- Supreme Court of Canada

Hearing: May 6, 1987 Judgment: July 29, 1987
- Citations: [1987] 2 SCR 84, 1987 CanLII 73 (SCC)
- Docket No.: 19326

Holding
- A corporation can be held liable for the discriminatory conduct of its employees acting "in the course of their employment" and that the employer is in the best position to remedy such conduct.

Court membership
- Chief Justice: Brian Dickson Puisne Justices: Jean Beetz, Willard Estey, William McIntyre, Antonio Lamer, Bertha Wilson, Gerald Le Dain, Gérard La Forest, Claire L'Heureux-Dubé

Reasons given
- Majority: La Forest (Dickson, McIntyre, Lamer, Wilson, and L'Heureux‑Dubé concurring)
- Concurrence: Le Dain
- Beetz, Estey took no part in the consideration or decision of the case.

Laws applied
- Canadian Human Rights Act

= Robichaud v Canada (Treasury Board) =

Judgment of the Supreme Court of Canada

Robichaud v Canada (Treasury Board), [1987] 2 S.C.R. 84 is a decision by the Supreme Court of Canada on sexual harassment under the Canadian Human Rights Act.

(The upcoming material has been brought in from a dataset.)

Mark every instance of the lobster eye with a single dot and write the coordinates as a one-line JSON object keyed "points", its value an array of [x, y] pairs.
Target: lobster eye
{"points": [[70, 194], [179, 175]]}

The Court found that a corporation can be found liable for the discriminatory conduct of its employees who are acting "in the course of their employment." It also found it necessary to impose liability, as the employer is the only one in a position to remedy the discriminatory conduct and "provide the most important remedy‑‑a healthy work environment".